These sites, along with mesmerising Kharanaq – an ancient desert village – are accessible only by taxi. With fuel heavily subsidised, official and unofficial private cabs are the best way to navigate congested cities. But before thumbing a lift, it may be wise to bear in mind that the highly offensive ‘thumbs up’ gesture is the equivalent of the middle finger in Iran. What with the language barrier, it’s tough not to over-compensate with body language – one may end up with ‘thumbs up Tourettes’, concluding each conversation and thanking kind locals with a big smiley ‘f*ck you! (though, most Persians would understand and forgive such faux-pas).
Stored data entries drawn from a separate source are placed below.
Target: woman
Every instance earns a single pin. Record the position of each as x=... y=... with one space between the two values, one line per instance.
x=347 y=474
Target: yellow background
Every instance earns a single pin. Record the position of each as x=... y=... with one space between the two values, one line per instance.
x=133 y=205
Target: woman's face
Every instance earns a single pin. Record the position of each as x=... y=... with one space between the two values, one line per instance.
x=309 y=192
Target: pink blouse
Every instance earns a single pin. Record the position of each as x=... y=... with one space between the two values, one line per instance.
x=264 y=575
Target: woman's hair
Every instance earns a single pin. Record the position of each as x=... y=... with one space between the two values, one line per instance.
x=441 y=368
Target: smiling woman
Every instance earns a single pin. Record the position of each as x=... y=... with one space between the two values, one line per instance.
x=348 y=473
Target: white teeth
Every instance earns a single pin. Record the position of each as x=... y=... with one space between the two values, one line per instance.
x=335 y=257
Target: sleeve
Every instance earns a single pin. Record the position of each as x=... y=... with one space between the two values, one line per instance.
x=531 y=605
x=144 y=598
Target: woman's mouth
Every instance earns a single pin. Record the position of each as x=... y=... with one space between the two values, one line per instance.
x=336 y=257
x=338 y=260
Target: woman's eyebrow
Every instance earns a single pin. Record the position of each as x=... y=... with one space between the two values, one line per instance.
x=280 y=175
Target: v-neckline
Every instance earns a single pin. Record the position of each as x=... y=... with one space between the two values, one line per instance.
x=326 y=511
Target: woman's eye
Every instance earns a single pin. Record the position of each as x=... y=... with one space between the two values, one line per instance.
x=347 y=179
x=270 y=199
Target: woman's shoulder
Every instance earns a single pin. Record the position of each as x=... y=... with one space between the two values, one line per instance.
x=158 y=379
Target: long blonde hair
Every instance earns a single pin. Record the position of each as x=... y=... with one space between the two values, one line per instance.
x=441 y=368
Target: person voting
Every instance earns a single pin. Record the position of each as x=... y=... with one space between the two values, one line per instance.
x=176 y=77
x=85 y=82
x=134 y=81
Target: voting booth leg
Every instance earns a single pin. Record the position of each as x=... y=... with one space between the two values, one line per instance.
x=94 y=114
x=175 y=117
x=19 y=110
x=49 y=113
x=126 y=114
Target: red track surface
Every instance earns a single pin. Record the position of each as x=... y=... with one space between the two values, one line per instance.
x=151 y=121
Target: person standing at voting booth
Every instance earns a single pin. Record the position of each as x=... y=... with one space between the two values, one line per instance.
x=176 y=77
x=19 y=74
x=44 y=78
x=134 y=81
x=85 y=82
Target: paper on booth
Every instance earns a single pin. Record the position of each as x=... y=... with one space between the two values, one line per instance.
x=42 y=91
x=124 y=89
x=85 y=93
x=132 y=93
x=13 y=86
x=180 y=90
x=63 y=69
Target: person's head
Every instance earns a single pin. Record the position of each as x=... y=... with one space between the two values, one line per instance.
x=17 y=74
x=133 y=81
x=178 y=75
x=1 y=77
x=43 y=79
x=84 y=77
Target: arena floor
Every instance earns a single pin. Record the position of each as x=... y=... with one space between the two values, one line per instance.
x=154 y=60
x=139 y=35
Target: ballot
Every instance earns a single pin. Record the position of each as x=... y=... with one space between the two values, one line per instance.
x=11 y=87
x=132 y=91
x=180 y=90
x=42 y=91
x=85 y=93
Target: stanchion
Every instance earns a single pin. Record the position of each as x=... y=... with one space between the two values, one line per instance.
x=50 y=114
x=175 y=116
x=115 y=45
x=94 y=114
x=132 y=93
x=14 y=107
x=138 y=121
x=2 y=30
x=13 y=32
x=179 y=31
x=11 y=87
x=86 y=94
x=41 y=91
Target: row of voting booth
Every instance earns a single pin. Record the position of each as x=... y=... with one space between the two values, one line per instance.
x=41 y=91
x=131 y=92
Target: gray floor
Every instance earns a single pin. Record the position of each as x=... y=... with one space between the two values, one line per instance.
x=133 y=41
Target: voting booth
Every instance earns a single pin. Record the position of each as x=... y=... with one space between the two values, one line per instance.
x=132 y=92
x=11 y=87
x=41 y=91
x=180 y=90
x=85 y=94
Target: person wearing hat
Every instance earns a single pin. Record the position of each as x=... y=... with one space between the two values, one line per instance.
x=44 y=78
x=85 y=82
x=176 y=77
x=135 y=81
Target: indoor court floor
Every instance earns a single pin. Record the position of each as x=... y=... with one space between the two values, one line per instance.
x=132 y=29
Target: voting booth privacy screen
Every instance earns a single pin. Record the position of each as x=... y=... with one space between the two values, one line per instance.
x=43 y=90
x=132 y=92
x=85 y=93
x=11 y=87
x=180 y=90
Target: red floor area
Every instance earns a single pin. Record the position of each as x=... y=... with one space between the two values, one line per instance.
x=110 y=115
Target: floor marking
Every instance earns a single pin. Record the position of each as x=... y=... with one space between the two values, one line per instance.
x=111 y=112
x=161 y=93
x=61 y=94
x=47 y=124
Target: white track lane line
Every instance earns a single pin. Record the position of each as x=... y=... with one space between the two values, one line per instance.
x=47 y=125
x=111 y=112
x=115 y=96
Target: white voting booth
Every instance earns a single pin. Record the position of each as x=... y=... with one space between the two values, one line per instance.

Further north lies the unforgettable and beautifully grand garden city of Esfahan. Described as ‘Half the World’, the outstanding mosques which line the huge Imam Square – second only to Tiananmen in size – are a veritable Magic Eye image of detail, intricacy and splendour. Their abstract designs, colours, symmetry and Arabic script – devoid of any identifiable pictures – are just as exquisite as the splendid frescos in the Armenian Quarter’s Vank Cathedral.

Some of the centuries-old UNESCO-protected mosques took decades to complete and are mathematically perfect bar some small, deliberate symmetry errors inserted to show the artist’s humbleness before God. Entire days can be spent relaxing near Esfahan’s old arched bridges, surveying the photogenic architecture in different lighting or people-watching from one of the busy shisha cafes. And should one bore of the palaces, minarets and charming boulevards, a quirkier afternoon may be spent at the somewhat outdated Natural History Museum (which is full of unconvincing dinosaur models, jarred foetuses and very poor taxidermy!).

Though securing a visa involves a sizeable donation to furry-faced Armadinajad and a Sisyphusian battle with Iranian bureaucracy, the rewards are well worth your time. Whilst most will be put off by fears of starring in Al-Qaeda’s next ‘foreign infidel beheading special’, it is criminal that so few tourists do their research and take the plunge. Yet for those who do make it, a trip to this ancient, undiscovered land feels like being let in on a closely guarded secret.